Григорий Грабович — известный славист и украинист, профессор Гарвардского университета, директор Украинского научного института того же университета (1989—1996), президент Международной ассоциации украинистов (1990—1993) и председатель Американского комитета славистов (1988—1993). Главный редактор издательства и журнала «Критика». Исследования Григория Грабовича касаются прежде всего истории украинской литературы, литературной критики и культурологии, шевченковедения, украинско-польских и украинско-российских литературных связей, теории литературы.
Без Грабовича было бы неинтересно. Имею в виду в гуманитарно-литературной среде, давно уже поделившейся на два антагонистических лагеря: академических ученых и писателей, которые крепко держатся за Традицию, — и молодых литераторов и критиков, стремящихся любой ценой эту Традицию разрушить. Одни — основательные и седовласые, вооруженные томами научных трудов, Великим Кобзарем и «Літературною Україною». Другие — зубастые, языкатые, не всегда корректные и убедительные, но искренние.

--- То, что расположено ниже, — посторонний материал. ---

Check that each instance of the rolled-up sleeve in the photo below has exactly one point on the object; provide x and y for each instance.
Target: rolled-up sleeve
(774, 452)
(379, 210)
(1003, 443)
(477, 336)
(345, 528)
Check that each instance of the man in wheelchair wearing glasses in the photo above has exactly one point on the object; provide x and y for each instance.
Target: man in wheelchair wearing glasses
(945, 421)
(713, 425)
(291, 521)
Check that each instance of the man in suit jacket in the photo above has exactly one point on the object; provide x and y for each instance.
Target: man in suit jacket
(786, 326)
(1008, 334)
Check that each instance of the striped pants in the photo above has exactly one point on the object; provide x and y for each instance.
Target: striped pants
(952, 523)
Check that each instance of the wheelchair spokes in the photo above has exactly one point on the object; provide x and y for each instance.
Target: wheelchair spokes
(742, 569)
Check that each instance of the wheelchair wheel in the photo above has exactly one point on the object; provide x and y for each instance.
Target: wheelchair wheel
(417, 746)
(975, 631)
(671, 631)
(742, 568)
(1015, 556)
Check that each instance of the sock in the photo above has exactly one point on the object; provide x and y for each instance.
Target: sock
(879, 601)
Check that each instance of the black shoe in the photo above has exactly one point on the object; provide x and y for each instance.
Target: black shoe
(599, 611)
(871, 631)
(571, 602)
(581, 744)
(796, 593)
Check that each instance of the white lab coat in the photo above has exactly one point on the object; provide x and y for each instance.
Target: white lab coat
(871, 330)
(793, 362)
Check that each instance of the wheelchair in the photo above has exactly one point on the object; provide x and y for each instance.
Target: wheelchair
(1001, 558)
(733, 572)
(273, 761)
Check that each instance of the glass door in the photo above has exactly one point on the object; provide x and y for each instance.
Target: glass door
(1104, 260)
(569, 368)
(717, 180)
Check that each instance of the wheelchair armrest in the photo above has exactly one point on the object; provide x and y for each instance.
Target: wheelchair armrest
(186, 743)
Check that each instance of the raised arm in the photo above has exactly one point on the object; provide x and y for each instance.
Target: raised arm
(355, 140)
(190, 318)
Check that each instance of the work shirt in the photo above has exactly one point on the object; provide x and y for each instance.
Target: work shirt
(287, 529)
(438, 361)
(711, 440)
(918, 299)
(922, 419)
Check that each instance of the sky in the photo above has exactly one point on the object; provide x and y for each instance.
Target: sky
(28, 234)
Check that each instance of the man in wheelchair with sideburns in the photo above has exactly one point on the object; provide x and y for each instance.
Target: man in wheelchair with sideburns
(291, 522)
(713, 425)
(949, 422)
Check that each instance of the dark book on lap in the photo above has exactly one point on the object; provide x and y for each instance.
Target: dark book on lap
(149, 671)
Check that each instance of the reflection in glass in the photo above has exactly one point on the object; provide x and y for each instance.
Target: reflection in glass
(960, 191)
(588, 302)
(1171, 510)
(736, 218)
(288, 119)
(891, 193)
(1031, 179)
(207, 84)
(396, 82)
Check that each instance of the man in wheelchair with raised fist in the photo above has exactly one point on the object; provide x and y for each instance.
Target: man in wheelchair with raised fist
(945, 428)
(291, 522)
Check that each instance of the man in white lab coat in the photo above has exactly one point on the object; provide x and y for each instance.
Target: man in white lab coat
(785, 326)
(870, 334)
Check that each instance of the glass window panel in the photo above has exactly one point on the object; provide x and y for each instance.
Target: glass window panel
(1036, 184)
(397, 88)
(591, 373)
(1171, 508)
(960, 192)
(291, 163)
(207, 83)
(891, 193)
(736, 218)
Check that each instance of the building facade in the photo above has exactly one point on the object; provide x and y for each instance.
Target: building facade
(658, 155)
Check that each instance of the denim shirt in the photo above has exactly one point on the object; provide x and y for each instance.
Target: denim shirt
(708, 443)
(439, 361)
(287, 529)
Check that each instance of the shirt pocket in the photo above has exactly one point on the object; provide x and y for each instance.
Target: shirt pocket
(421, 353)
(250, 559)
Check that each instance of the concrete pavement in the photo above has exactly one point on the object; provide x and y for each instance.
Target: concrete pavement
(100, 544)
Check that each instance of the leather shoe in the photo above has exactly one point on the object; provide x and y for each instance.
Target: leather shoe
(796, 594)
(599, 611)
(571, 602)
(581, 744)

Иногда между двумя тусовками возникают стычки, но настоящего конфликта поколений, по большому счету, нет. Им просто негде пересечься. Они не замечают друг друга.

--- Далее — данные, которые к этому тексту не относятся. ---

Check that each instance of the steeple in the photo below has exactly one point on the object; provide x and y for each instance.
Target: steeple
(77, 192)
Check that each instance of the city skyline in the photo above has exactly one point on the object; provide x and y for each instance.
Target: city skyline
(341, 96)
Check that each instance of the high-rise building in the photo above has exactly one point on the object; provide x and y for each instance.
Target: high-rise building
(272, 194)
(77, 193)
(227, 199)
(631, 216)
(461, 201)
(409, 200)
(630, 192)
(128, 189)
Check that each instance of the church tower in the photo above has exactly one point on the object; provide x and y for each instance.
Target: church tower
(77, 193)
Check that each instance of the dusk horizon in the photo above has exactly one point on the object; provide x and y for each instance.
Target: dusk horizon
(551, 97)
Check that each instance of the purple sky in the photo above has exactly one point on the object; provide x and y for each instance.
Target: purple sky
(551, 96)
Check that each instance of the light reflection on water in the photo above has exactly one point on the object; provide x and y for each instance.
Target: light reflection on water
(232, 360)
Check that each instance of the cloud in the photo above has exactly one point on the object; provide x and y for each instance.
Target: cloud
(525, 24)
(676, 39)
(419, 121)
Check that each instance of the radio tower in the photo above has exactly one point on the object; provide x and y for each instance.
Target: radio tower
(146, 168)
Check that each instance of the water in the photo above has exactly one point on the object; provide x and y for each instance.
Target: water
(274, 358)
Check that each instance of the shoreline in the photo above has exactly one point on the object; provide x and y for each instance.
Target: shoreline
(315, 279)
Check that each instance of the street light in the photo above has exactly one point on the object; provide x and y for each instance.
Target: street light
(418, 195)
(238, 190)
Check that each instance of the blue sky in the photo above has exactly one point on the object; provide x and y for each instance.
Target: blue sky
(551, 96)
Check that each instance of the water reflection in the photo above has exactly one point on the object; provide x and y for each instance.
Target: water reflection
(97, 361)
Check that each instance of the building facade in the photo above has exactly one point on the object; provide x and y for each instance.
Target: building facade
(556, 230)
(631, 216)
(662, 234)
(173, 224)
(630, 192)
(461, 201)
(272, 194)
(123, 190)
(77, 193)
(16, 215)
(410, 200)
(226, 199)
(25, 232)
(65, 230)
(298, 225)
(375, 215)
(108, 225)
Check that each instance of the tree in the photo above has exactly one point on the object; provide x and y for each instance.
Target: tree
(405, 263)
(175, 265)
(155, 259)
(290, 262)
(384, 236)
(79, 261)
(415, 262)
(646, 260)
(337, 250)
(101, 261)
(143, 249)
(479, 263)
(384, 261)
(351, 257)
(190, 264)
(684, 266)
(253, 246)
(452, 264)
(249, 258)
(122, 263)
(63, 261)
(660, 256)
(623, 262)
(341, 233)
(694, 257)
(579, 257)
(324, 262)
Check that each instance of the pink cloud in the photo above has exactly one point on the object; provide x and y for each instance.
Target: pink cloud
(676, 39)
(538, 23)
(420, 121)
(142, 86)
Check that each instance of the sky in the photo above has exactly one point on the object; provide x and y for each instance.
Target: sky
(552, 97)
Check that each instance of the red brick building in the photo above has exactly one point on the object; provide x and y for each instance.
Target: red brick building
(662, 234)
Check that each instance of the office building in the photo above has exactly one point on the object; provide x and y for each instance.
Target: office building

И тут появляется Джордж Грабович. По возрастной категории он должен был бы принадлежать к академическому лагерю. Но... несколько резонансных трудов — и старые ученые шокированы, а молодежь с восторгом слушает гарвардского профессора, читает его книги, с удивлением обнаруживая, что даже о классической украинской литературе, ненавистной со школьной скамьи, можно писать захватывающе! Солидные научные сотрудники бьют тревогу. Возникает «проблема Грабовича»...
И становится интересно.
— Григорий Юлианович, в украинской прессе вас зачастую называют интеллектуальным провокатором. В «ЗН» в свое время даже была дискуссия по «проблеме Грабовича». Насколько естественно вы чувствуете себя в образе провокатора, человека-проблемы?

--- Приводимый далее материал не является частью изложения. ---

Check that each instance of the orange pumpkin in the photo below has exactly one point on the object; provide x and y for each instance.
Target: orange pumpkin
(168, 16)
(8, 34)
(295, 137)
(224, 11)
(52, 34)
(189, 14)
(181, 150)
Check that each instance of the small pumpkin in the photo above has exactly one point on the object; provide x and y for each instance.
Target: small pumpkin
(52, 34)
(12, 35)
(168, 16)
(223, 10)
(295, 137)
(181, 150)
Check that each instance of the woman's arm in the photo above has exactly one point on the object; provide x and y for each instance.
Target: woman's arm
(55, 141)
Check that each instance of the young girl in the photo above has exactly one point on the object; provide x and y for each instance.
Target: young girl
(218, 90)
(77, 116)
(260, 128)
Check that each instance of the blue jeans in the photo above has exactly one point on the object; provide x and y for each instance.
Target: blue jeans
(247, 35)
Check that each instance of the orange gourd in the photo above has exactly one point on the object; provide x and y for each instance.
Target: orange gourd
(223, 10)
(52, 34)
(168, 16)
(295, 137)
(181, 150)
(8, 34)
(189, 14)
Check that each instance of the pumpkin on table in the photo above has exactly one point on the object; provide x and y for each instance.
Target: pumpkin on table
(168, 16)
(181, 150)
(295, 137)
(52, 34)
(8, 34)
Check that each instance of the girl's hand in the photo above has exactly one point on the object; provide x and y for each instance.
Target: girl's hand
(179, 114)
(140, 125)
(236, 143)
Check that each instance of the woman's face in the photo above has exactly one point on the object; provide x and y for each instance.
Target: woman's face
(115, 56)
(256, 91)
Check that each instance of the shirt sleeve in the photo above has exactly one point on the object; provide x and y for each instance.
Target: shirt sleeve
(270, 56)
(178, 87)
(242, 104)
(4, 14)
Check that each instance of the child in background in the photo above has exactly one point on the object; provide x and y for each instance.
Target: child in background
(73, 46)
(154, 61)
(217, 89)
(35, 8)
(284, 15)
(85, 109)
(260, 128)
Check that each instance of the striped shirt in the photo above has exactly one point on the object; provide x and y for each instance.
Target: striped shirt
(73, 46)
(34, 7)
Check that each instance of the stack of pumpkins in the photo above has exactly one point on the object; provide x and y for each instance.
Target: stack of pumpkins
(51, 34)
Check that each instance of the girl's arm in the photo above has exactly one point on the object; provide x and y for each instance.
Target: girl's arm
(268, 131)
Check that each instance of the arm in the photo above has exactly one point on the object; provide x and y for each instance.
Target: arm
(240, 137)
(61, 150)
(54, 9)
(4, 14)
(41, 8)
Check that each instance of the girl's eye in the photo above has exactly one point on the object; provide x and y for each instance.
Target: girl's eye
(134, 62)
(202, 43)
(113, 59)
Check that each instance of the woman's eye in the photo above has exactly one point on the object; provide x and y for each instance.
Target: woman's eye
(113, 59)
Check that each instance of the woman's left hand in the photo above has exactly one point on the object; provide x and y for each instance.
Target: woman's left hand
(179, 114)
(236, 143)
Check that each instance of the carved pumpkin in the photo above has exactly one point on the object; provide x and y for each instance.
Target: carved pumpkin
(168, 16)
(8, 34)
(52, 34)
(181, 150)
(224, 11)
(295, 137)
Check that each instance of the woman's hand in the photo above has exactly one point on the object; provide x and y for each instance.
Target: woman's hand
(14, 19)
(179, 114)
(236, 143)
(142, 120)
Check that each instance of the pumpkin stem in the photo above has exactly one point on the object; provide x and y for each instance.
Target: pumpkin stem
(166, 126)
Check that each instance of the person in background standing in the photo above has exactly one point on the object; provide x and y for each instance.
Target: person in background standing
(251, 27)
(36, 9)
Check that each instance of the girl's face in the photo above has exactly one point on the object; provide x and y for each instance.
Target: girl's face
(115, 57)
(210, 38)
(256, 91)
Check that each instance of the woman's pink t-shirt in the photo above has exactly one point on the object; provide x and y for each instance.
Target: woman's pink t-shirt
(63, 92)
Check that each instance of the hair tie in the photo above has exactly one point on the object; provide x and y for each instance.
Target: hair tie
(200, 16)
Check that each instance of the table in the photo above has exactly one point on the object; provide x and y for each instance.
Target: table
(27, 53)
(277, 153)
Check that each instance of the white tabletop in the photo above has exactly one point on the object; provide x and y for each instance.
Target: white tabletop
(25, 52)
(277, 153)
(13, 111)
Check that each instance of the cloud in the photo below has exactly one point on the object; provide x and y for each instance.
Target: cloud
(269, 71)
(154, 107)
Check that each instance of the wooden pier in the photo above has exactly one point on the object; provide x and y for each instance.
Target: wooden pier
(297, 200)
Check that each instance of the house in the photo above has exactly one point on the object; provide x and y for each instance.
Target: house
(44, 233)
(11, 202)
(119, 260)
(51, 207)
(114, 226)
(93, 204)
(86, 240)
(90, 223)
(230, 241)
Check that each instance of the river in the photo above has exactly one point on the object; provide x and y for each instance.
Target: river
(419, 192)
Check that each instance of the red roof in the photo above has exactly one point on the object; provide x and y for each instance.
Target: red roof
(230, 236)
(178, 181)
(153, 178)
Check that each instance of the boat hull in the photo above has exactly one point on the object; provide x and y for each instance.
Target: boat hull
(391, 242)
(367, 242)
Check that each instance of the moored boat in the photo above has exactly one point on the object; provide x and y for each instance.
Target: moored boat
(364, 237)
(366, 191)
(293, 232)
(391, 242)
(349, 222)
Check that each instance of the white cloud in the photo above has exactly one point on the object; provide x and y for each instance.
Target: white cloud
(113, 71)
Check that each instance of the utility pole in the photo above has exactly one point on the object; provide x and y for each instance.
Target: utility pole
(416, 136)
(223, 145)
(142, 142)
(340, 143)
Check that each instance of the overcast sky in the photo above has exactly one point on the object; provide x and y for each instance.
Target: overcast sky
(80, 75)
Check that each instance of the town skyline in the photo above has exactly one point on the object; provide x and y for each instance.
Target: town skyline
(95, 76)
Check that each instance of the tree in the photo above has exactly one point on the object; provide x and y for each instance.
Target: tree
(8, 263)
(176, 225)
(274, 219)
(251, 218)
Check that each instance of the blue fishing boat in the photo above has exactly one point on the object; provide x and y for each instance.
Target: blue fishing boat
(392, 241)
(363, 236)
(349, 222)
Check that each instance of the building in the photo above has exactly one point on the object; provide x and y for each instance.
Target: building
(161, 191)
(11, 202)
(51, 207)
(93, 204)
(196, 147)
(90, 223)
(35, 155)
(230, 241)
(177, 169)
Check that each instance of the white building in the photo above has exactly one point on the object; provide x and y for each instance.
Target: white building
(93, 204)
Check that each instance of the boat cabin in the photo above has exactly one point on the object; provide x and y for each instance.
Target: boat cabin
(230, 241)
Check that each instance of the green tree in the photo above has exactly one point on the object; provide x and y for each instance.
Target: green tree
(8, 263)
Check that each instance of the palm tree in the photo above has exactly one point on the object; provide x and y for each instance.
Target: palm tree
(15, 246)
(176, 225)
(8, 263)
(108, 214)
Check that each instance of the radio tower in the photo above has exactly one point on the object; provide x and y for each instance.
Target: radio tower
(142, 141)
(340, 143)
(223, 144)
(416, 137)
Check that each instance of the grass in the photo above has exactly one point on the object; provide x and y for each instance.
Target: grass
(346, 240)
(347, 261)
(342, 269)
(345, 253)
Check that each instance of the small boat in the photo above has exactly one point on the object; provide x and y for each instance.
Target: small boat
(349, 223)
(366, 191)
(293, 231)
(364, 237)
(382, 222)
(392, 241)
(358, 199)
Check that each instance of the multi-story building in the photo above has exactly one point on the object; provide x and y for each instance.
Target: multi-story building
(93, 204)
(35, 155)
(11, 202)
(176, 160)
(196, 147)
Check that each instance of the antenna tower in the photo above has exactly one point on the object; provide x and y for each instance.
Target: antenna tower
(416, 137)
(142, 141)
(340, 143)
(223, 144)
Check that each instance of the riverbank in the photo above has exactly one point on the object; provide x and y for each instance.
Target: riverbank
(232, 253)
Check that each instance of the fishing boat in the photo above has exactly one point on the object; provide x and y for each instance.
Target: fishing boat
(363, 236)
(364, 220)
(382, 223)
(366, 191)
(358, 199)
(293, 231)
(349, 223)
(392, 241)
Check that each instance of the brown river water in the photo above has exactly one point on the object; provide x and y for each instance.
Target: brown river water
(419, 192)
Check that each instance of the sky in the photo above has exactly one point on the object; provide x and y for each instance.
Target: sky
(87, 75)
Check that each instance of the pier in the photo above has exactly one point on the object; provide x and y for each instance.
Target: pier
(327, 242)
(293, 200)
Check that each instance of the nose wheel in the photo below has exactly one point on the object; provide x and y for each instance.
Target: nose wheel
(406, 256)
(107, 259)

— Это вопрос не только семантики, но и системы ценностей. В контексте научного мира для человека, работающего интеллектуально, быть провокатором — это вещь ценностная. Только так и надо! Стимулировать мысль, инициировать проекты, привлекать других. Профессор, который не провоцирует студентов мыслить, по-моему, плохой научный сотрудник и преподаватель. И вообще, подходить к делу проблемно — то есть не традиционно, а по-новому — и является задачей научного сотрудника. С этой точки зрения «проблема Грабовича» — и похвала, и тавтология. С другой стороны, очевидно, что и в политическом, и в общественном, и в бытовом контексте провокация — это что-то плохое, какие-то происки, двурушность. А в традиционалистском плане это понятие означает нечто чуждое, опасное для стабильности порядка, тех или иных ценностей. Очень многое зависит от того, в каком ключе это читать.
— В Украине вас любит литературная молодежь и не воспринимает старшее поколение литературоведов...
— Не знаю, правда ли это, но если так, я очень счастлив. Молодежь всегда права. У Юнга есть такая притча: бьет животворный источник, а потом приходят люди, строят вокруг него забор, начинают брать деньги за пользование им — и источник высыхает. Со временем он выходит на поверхность где-нибудь еще, и снова повторяется то же самое. Это типичная процедура, так сказать, в культуре, в общественной жизни. И то, что истеблишмент, преимущественно люди преклонного возраста, не воспринимают моих взглядов, меня не пугает. Впрочем, хочу заметить, тут нельзя подходить только исходя из возраста: у меня очень много друзей среди пожилых людей. Себя я, кстати, никогда не считал пожилым, ощущаю себя мужчиной среднего возраста. А среди молодых тоже много бездельников. То есть это не только вопрос поколений и возраста, но если в общем срабатывает тенденция, о которой вы говорите, это может только радовать.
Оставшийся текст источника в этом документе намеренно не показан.